Oleh Bachtiar Adnan Kusuma
KALAU– ditanya siapa yang paling berbahagia menjelang tanggal 17 Mei setiap tahun, maka jawabannya adalah penulis. Mengapa? Selain karena tanggal 17 Mei 2025 diperingati sebagai Hari Buku Nasional (HBN)—yang pertama kali dirayakan pada 17 Mei 2002 oleh Presiden SBY dan Wakil Presiden JK yang menetapkannya sebagai Hari Buku Nasional—pada sisi lain, tanggal 17 Mei juga menjadi momen spesial bagi penulis. Bukan hanya karena pada tanggal tersebut penulis memutuskan untuk bergelut di dunia perbukuan—tepatnya tahun 1995 dari Makassar sebelum migrasi ke Ibu Kota Jakarta—tetapi juga karena tanggal itu merupakan hari pernikahan penulis dengan istri tercinta, Ani Kaimuddin Mahmud, pada tahun 1996.

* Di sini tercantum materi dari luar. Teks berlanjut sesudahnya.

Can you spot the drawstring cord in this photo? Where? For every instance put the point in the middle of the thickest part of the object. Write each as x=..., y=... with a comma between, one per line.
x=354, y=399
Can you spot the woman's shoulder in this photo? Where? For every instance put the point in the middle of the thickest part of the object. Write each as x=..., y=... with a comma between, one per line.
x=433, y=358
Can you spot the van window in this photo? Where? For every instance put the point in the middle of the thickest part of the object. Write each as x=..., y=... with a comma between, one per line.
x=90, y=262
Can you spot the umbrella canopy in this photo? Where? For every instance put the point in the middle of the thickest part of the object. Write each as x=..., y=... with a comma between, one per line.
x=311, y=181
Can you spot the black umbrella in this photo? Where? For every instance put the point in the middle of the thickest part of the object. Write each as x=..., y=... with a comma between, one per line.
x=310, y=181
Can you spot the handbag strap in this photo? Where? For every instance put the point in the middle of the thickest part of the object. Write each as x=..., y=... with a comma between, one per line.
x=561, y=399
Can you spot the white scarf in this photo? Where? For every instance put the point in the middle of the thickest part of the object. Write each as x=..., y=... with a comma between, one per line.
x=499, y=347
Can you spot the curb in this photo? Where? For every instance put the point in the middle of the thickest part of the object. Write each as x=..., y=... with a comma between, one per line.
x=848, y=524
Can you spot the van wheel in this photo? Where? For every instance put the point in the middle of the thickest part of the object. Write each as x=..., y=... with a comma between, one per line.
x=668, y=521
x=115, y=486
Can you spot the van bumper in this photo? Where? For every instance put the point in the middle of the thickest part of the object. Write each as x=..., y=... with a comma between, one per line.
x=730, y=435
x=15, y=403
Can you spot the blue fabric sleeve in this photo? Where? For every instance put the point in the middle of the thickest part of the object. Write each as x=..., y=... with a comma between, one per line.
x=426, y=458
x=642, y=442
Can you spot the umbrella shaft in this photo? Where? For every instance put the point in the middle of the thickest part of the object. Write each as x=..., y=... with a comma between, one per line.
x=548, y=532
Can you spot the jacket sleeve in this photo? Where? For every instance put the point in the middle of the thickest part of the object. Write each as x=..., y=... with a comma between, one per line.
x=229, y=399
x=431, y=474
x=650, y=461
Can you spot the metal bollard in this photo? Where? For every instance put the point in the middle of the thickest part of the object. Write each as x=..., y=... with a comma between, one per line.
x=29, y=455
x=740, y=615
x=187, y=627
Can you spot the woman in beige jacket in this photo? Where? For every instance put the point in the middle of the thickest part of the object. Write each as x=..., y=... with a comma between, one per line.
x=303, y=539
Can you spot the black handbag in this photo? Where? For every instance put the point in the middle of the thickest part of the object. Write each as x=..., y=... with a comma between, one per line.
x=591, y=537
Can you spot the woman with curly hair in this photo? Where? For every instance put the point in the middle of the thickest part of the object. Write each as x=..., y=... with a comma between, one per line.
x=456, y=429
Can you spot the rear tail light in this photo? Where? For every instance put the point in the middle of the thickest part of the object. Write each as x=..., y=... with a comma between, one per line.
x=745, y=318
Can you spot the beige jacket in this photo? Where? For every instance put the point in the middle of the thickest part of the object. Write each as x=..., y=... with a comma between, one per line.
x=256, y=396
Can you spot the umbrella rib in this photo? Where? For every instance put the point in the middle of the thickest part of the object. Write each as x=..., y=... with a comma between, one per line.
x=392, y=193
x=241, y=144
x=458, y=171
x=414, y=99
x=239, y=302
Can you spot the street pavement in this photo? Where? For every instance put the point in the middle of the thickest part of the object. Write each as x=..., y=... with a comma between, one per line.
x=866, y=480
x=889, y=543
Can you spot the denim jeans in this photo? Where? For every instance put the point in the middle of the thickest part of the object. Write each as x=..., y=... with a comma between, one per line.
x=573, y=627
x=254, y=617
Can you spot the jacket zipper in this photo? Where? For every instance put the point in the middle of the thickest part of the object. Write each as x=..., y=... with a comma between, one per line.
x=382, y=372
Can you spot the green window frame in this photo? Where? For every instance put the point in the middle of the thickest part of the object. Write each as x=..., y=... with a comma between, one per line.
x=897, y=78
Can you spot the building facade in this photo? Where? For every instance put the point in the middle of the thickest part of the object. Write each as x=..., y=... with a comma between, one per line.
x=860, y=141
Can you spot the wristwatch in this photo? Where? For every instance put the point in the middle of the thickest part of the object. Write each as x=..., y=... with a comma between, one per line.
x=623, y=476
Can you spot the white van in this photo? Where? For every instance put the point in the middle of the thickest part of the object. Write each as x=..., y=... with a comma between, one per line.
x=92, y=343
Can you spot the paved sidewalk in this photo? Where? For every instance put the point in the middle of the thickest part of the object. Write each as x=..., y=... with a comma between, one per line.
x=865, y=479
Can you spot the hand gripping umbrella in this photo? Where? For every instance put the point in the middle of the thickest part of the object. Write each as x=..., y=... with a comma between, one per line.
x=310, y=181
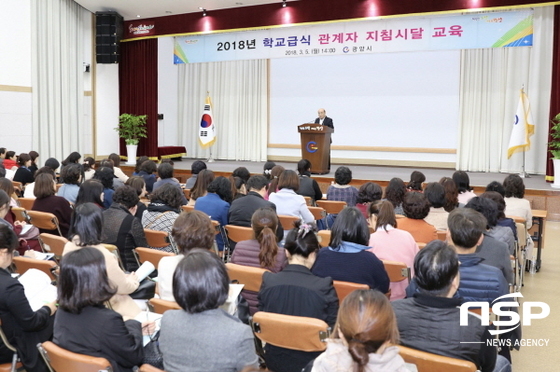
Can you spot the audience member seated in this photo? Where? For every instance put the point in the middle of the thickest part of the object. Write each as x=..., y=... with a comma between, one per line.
x=138, y=184
x=47, y=201
x=106, y=176
x=416, y=207
x=23, y=327
x=451, y=194
x=364, y=337
x=23, y=173
x=242, y=173
x=275, y=173
x=395, y=193
x=341, y=190
x=72, y=176
x=462, y=181
x=287, y=201
x=517, y=206
x=30, y=187
x=307, y=185
x=29, y=239
x=368, y=193
x=216, y=204
x=89, y=168
x=163, y=210
x=489, y=209
x=190, y=230
x=83, y=324
x=263, y=251
x=435, y=193
x=502, y=219
x=430, y=322
x=165, y=172
x=121, y=228
x=196, y=167
x=296, y=291
x=200, y=287
x=147, y=171
x=346, y=258
x=86, y=230
x=391, y=244
x=417, y=178
x=116, y=159
x=201, y=185
x=242, y=210
x=10, y=161
x=91, y=191
x=478, y=281
x=267, y=168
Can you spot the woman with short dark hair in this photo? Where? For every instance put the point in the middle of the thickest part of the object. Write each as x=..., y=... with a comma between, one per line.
x=390, y=243
x=416, y=207
x=47, y=201
x=289, y=203
x=191, y=230
x=83, y=324
x=200, y=287
x=23, y=327
x=163, y=210
x=297, y=291
x=346, y=258
x=86, y=230
x=341, y=190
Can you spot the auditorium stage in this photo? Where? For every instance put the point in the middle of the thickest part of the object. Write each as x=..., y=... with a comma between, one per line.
x=376, y=173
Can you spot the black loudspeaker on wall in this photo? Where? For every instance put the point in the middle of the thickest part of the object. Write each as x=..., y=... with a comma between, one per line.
x=109, y=32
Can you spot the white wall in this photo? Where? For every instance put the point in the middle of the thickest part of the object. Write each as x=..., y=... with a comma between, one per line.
x=167, y=93
x=15, y=75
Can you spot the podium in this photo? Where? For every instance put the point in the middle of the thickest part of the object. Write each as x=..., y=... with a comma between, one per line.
x=316, y=146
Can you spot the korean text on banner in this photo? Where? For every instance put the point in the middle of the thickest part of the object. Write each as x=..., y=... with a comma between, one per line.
x=523, y=127
x=207, y=130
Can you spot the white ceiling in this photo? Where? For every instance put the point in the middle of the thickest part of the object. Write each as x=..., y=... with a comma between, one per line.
x=131, y=9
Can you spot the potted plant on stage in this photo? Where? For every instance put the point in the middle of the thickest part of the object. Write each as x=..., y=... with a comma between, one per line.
x=131, y=128
x=554, y=146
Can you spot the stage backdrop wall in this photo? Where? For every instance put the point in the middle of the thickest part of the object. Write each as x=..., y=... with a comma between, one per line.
x=391, y=100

Suatu kehormatan dan kebahagiaan bagi penulis karena pada Mei 2025 genap 29 tahun aktif terlibat dalam panggung pengabdian gerakan literasi dan perbukuan nasional. Pada suatu pertemuan medio 2023, Kepala Perpustakaan Nasional RI saat itu, Muhammad Syarif Bando, memperkenalkan penulis dengan bentangan jalan panjang gerakan membaca dan menulis di Indonesia. Dalam kesempatan itu, beliau menyerahkan Piala Penghargaan Tertinggi Perpustakaan Nasional, Nugra Jasa Dharma Pustaloka, yang disaksikan oleh seluruh pejabat eselon satu, dua, dan tiga Perpustakaan Nasional di Auditorium Mini Gedung Perpustakaan Nasional, Jalan Merdeka Selatan, Jakarta.
Buku dan Agen Perubahan
Penulis mengutip sebuah buku berjudul Buku-Buku yang Mengubah Dunia karya Andrew Taylor, seorang jurnalis televisi, surat kabar, dan majalah Sunday Times. Dalam bukunya, Taylor menempatkan dirinya sebagai petugas yang menantang untuk memilih dan mengikhtisarkan 50 buku paling berpengaruh dalam sejarah dunia.
Benarlah apa yang dikemukakan seniman Austria, Franz Kafka, bahwa buku harus menjadi kapak untuk menghancurkan lautan beku di dalam diri manusia. Lautan beku yang dimaksud adalah pembusukan. Maka, betapa pentingnya budaya membaca sebagai gaya hidup masyarakat.
Pertama, gerakan membaca dan menulis tidak cukup hanya diucapkan atau disampaikan dalam retorika, tetapi yang lebih penting adalah dikerjakan, diamalkan, dan diwujudkan. Penulis acap kali menyaksikan ada orang yang hanya menjadikan literasi sebagai jargon atau bahkan industri, namun tidak menerapkannya dengan baik. Inilah yang penulis sebut pseudo-literasi: mengajak orang lain membaca dan menulis, tetapi dirinya sendiri tidak membaca, apalagi menulis.
Kedua, menggerakkan budaya membaca namun menanggalkan budaya menulis. Padahal, membaca dan menulis adalah dua sisi mata uang yang tidak bisa dipisahkan. Psikolog terkemuka Amerika Serikat, Pennebaker, menegaskan bahwa membaca dan menulis adalah dua aspek penting dalam proses pembudayaan literasi. Hanya dengan budaya menulis yang tinggi, bangsa Indonesia bisa mencapai peradaban yang tinggi.
Buku Melawan Kebodohan
Mengutip pernyataan Dauzan Farook, ditegaskan bahwa senjata untuk melawan pencurian adalah buku. Hemat penulis, siapa pun yang membaca buku akan lebih berdaya, karena hanya dengan membaca, masyarakat akan berdaya. Dan hanya masyarakat yang berdaya karena membaca yang akan menikmati efek kesejahteraan. Maka, membacalah buku, karena hanya dengan buku yang kuat, masyarakat akan melek literasi.